RBL Bank, which derives 18 per cent of its loan portfolio from credit cards, is expecting new plastic issuances to halve and a fall in spends as well in FY21, but is confident of the overall revenues from the segment remaining intact, a senior official has said.

However, the economic climate will result in an increase in credit costs, or money being set aside for possible loan losses, by over 30 per cent in the cards segment, the official told PTI.

Usually, banks have a lower reliance on the credit cards segment for their advances because it is an unsecured product, but its Segmental head Harjeet Toor said the bank has been using a slew of analytics capabilities to grow in the category without increasing its delinquencies.

 

He explained that revenues will be stable largely on the back of the three month moratorium in loan repayments announced by the RBI, as interests keep getting compounded for the non-payees, adding to its overall income.

Nearly a fourth of its overall credit card portfolio of Rs 10,500 crore has opted for the moratorium, he said.

"Our revenues are split evenly between fees and interest income. What we will lose on fees like lower spends, cross-sella and penalty for delayed payments, we will recover through an increase in interest. We expect revenues to be stable," he said.

According to an investor presentation, in FY20, fees from credit cards contributed Rs 942.3 crore, accounting for 54 per cent of the overall core fee income, which suggests that overall revenues from the credit card to be in the vicinity of Rs 1,900 crore.

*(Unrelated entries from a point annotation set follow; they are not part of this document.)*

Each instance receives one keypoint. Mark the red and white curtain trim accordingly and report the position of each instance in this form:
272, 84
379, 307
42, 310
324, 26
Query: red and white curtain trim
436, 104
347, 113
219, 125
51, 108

As a prudential measure, the bank locks up the ability to use the cards for newer spends in cases of those customers who have opted for the moratorium, Toor said, adding that only 13 per cent of the customers by number have opted for the RBI-announced relief and sounded confident of it to come down even if the moratorium is extended.

In FY21, it expects to sell only over 5 lakh credit cards as against the 13 lakh earlier, Toor said, adding that it has to wait for a few months before the market actually settles down.

In April, there was negligible new acquisitions and the overall portfolio remained at 28 lakh cards, he said, adding that it will be slow in expanding the base at least till the post-monsoon festivities.

With over 60 per cent of its customers being a resident of the 'red zones', spends have also taken a hit, Toor said, pointing out that spends on aspects like groceries and utilities have held on.

In FY21, the bank expects a 12 per cent dip in overall spends, through which it derives an interchange fee, as per the investor presentation.

Toor said the reduction in spends will not be very pronounced because the bank does not depend on discretionary spending categories like restaurants and cinema which are likely to be affected more.

Uptick in spends will be seen as and when the lockdown eases, he said, adding that operating leverage will be a key driver of profitability.

From a portfolio quality perspective, he said the credit costs will be up by 30-60 per cent due to the overall climate, but added that it has been using a host of levers to reduce it delinquencies.

Its overall gross non performing assets from the cards business reduced to 1.2 per cent in March as against 1.67 per cent, he said, adding that its delinquencies are 27 per cent lower than peers.

It uses strategies like age group, where it focuses on those above 30, tie-ups with brands like Bajaj Finance and Zomato to give it data analytics, and also avoiding fresh to credit card segment people to keep the NPAs under check, he said.